= Online memorial =

Website commemorating a death

An online memorial is a virtual space created on the Internet for the purpose of remembering, celebrating, or commemorating those who have died. An online memorial may be a one-page HTML webpage document giving the name of the deceased and a few words of tribute, an extensive information source, or be part of a social media platform where users can add their own words and photos.

An example of an online memorial is The COVID Memorial, which is a global memorial to commemorate all those who have lost their lives due to COVID-19.

==History==

A few individual online memorials started appearing on the Internet in the late 1990s. Many were websites created in response to the death of a person who was in the public eye, rather than for general members of the public. Popular memorial sites include one example of this is the collective memorial website Find a Grave, which at that time was focused on publishing memorial information about famous people. Also during the 1990s, newspapers and funeral homes began contributing obituaries to permanent online databases. Online cemeteries, the first of which was launched in 1995 as the World Wide Cemetery (cemetery.org), also host online memorials.

In 1997, Carla Sofka, professor of social work, recognized the increasing use of this new form of memorialisation. Online memorials for public events, such as the one created by the National September 11 Memorial and Museum, also began to appear, allowing a collective response to events causing widespread grief.

In the 2000s, with the development of social media platforms and simplified website creation software, the numbers of individual online memorials increased rapidly. There was another acceleration following the Covid-19 pandemic.

==Benefits of online memorials==
Online memorials allow participation in the grieving process from a distance and at any time of the day or night; in the view of some sociologists, such public displays of grief are important for emotional recovery after bereavement. They provide a communications outlet for continued grieving when more formal events have ended. Availability of inexpensive or free online space allows grievers to include extensive content such as stories and discussions. Unlike some other types of memorials, they have little environmental impact. Facebook can give people the opportunity to keep the deceased a part of their lives by posting on their walls during the holidays, birthdays, and other important dates in their lives or the bereaved’s life. Online memorials also give the bereaved the ability to pull up the deceased person’s page and read through the comments or pictures when they are having a particularly difficult time and want to remember good memories they once shared with the deceased. Continuing bonds and expressing feelings toward the deceased can be considered therapeutic to the bereaved.

Recent research also highlights the role of online memorials in fostering a sense of community among the bereaved, where this collective grieving process can promote social support and resilience following loss.

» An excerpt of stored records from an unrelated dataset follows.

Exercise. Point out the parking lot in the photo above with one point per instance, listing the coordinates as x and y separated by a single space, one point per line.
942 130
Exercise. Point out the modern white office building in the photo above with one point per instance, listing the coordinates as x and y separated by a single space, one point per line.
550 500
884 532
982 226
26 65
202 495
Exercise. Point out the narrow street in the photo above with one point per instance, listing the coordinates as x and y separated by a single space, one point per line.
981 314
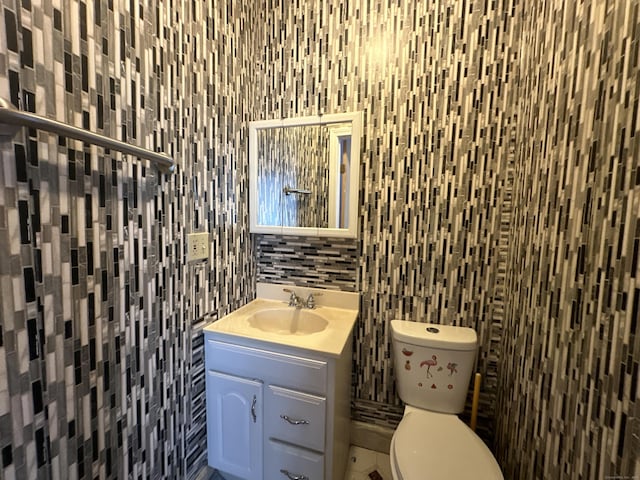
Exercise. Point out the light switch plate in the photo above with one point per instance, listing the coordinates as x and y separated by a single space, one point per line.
197 246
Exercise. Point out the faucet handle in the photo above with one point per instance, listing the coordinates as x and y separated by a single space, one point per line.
294 300
311 301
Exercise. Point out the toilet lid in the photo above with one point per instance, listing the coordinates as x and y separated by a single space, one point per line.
429 445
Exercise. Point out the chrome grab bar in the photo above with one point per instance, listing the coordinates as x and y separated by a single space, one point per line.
294 422
11 117
287 191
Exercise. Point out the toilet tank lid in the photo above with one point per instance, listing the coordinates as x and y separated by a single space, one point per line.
434 335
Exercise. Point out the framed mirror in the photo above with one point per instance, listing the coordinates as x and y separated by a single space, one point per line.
304 175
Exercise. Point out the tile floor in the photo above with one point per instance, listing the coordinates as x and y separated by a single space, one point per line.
361 465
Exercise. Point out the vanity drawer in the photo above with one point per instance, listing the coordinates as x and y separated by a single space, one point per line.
281 459
294 417
286 370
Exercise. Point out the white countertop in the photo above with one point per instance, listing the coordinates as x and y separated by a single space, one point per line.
330 341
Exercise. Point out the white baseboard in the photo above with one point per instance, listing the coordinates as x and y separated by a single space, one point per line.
371 437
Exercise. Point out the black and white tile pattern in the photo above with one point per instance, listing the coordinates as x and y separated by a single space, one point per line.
500 184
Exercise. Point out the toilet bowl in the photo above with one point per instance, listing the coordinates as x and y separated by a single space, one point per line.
433 366
437 446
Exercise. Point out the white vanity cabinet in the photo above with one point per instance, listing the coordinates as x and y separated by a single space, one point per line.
233 410
276 412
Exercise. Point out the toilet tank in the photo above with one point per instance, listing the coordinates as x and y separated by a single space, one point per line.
433 364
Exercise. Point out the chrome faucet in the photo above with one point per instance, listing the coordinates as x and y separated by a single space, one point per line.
311 302
294 300
297 302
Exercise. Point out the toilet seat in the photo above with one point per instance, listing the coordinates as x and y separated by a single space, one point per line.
438 446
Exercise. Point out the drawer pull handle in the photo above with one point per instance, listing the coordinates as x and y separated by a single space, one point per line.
253 408
294 422
293 476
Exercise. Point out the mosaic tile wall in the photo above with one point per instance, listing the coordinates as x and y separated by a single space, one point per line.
500 191
431 79
100 345
569 380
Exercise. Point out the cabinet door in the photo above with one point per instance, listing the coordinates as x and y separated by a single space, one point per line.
234 425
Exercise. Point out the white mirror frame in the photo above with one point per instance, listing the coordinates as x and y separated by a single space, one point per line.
354 175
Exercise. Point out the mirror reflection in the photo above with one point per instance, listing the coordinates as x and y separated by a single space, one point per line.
303 175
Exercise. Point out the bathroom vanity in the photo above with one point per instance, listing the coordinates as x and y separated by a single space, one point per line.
278 387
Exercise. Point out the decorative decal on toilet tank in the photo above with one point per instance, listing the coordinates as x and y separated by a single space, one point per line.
430 363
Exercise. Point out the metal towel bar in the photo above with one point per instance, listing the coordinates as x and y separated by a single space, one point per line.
288 191
11 118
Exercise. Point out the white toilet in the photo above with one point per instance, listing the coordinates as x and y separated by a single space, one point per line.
433 365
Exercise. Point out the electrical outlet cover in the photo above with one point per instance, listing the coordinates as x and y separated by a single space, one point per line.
197 246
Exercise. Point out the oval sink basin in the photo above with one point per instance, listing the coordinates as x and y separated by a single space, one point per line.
288 321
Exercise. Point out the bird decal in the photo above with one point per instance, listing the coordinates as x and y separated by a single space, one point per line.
430 363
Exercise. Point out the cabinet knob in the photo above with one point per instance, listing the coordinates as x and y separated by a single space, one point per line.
253 409
293 476
294 422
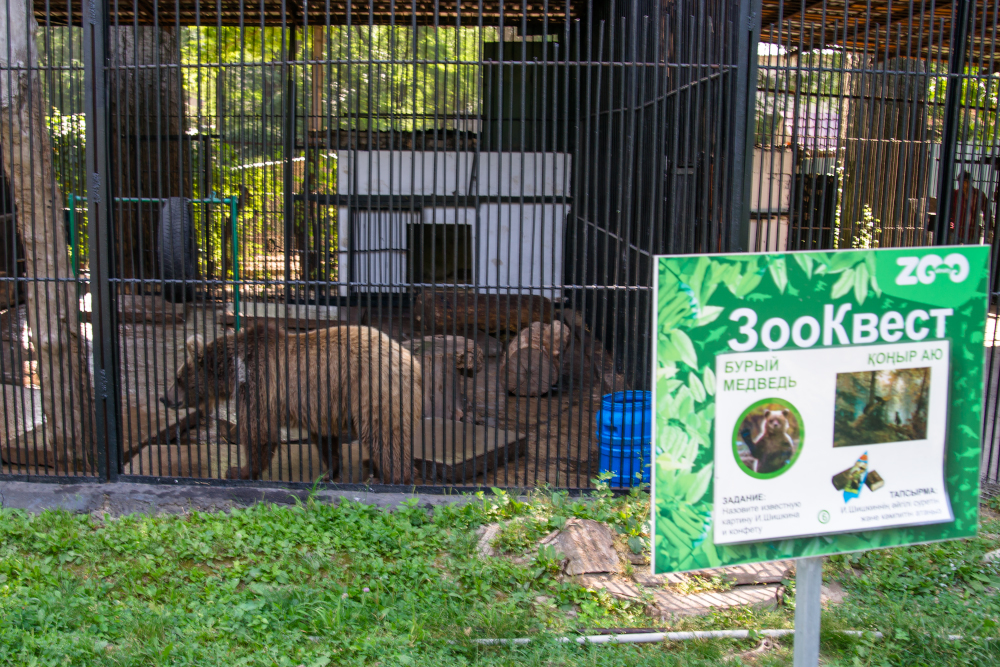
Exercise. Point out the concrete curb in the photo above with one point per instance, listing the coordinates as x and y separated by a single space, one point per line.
121 498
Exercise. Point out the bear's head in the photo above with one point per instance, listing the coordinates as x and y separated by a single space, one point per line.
212 370
776 422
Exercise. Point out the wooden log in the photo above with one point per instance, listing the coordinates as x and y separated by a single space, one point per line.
443 362
534 359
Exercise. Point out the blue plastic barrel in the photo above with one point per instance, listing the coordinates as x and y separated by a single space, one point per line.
625 435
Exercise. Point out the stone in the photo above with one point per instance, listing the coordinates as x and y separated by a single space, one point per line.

== Memorial pages on social media ==

Many online memorial platforms, as well as individual memorials created on general social media sites and blogs, allow memorials to be built in a collaborative fashion by mourners, who share their expressions of grief in the form of comments or posts.

Social media pages created by people who have later died are sometimes converted into memorial sites. Facebook, for example, provides a process for transforming the profile of a deceased user into a memorial. Family members or friends can report an account to be memorialized upon presentation of proof of death. When the account is memorialized, Facebook removes sensitive information such as contact information and status updates, but still enables friends and family to leave posts on the profile wall in remembrance. However, only confirmed friends can see the memorialized profile or locate it in search.

== Fundraising in memory ==

Online memorials are sometimes used to collect in memoriam donations to charitable or non-profit organizations, to fund medical research, hospices, or community activities and hobbies in which the deceased participated.